CONTAINS SPOILERS PROVIDED BY THE FILM ITSELF AND A MASSIVE MORAL DICHOTOMY

One of the pleasures of the bodycount slasher movie or the modern torture porn film is placing your bets as to who's going to be killed [1] first and [2] next. You can watch the opening ten minutes of a Friday The 13th or a Halloween and decide "him, probably him, and definitely her". Sometimes they surprise you, either by deliberately killing off the natural choice, by killing everyone in the movie (only one character is still alive at the end of Tenebrae) or by making everyone so thoroughly tedious that you don't really care who's next on the machete list, just so long as they get on with it (such as the remake/reboot Friday The 13th). But the structure of this British mockdoc reveals that at least four of its five potential victims make it to the end reels by including equally mock talking head interviews with the survivors. Instantly all tension is defused - you know that him, her and those two survive because they've already been seen reminiscing about it. This maintains the illusion of "reality", juxtaposing the dramatised reconstruction with commentaries and cutaways, but it kills any suspense stone dead.

Blooded has its five potential victims targeted by a squad of animal rights extremists because the leader of the group is a big name in the world of fox-hunting.
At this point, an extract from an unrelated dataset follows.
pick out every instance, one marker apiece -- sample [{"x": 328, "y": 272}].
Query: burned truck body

Following death threats because of his participation and support for blood sports, he and his friends are drugged and chased across the Isle Of Mull in their pants to see how they like it. If they can get back to the cottage they might be able to regroup and fend off their attackers. But what do the extremists actually want and how far will they go to obtain it?
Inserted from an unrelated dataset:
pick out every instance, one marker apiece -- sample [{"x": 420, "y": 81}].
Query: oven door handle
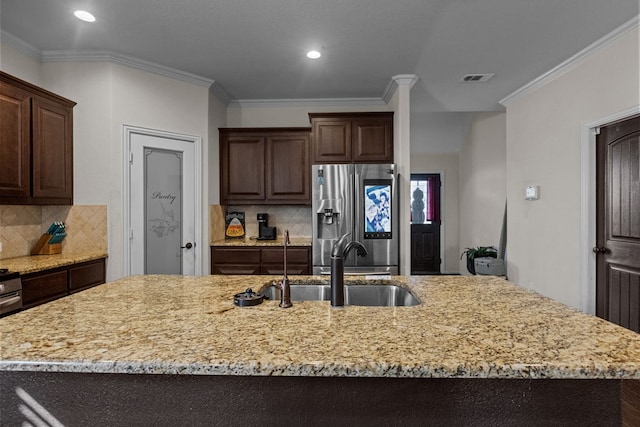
[{"x": 9, "y": 299}]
Is it a film in which obnoxious trustfund toffs are shown the error of their ways by people who value of the sanctity of life, even the life of vermin? Or a film about how the hereditary custodians of the countryside have a duty to maintain the wider natural ecology, regardless of the objections from well-meaning but misguided individuals? Whatever stance you personally take, it's an unexpected one for a modern British genre film to hold. In their balaclavas and combat gear, the animal rights squad look more like paramilitaries and terrorists than people opposed to cruelty on a principle. They're quite definitely the bad guys of the piece. But that means that their victims - a bunch of ridiculously rich poshos who actually own half the Isle Of Mull and indulge in the slaughter of wildlife (and, worse still, enjoy it) - are the good guys in what is clearly a pro-hunting movie.
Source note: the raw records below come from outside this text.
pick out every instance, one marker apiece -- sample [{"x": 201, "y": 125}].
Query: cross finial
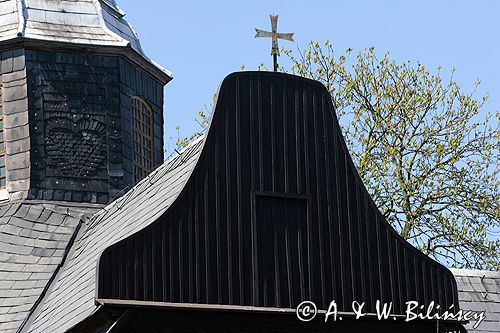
[{"x": 274, "y": 34}]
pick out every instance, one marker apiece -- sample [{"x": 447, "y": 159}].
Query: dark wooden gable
[{"x": 273, "y": 214}]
The film's structure as a reconstruction intercut with "that was a horrible moment for me" commentaries also means that all the fictional characters are played by two actors - one for the location footage and one for the to-camera documentary bits (as well as the "found footage" shot by the activists themselves). Blooded is an interesting attempt, but it's muddled and doesn't really work as a drama. They could have junked the documentary angle entirely and just made a straight thriller about people in a remote location victimised by masked lunatics: certainly it would have been unoriginal, and you can't fault them for wanting to do something a little different, but it doesn't entirely come off.